By this point, you could almost see the steam wafting up from the shocked heads of the assembled bureaucrats and military leaders. Vance was offering no sops in his speech. He was puzzled, he said, about “what exactly it is that you’re defending yourselves for.”
What is the positive vision that animates this shared security compact that we all believe is so important? And I believe deeply that there is no security if you are afraid of the voices, the opinions, and the conscience that guide your very own people. Europe faces many challenges, but the crisis this continent faces right now, the crisis I believe we all face together, is one of our own making. If you’re running in fear of your own voters, there is nothing America can do for you, nor for that matter is there anything that you can do for the American people who elected me and elected President Trump.
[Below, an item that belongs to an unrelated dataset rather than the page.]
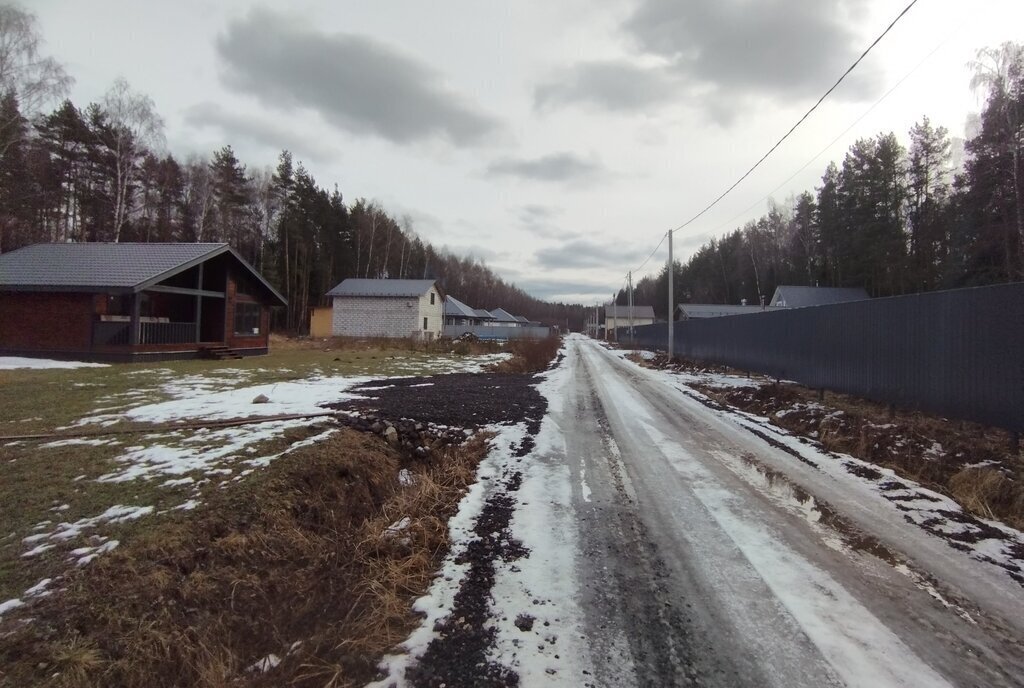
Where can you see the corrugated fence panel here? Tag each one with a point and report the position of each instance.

Vance ended by warning about the dangers of mass migration to the security and civilization integrity of Europe. “No voter on this continent went to the ballot box to open the floodgates to millions of unvetted immigrants,” Vance said. “But you know what they did vote for? In England, they voted for Brexit, and agree or disagree, they voted for it. And more and more all over Europe, they’re voting for political leaders who promise to put an end to out-of-control migration.”
So what about democracy? “It is the business of democracy to adjudicate these big questions at the ballot box,” Vance said.
I believe that dismissing people, dismissing their concerns, or worse yet, shutting down media, shutting down elections, or shutting people out of the political process, protects nothing. In fact, it is the most sure-fire way to destroy democracy.And speaking up and expressing opinions isn’t election interference, even when people express views outside your own country and even when those people are very influential. And trust me, I say this with all humor, if American Democracy can survive ten years of Greta Thunberg’s scolding, you guys can survive a few months of Elon Musk.
You can see why many of the attendees of the Munich Security Conference were aghast at Vance’s comments. He held up a mirror to their deficiencies and hypocrisies. It cannot have been pleasant. But in my view, Vance was right: “Democracy rests on the sacred principle that the voice of the people matters. There’s no room for firewalls. You either uphold the principle or you don’t.”
I wonder what Bill Kristol would say about that?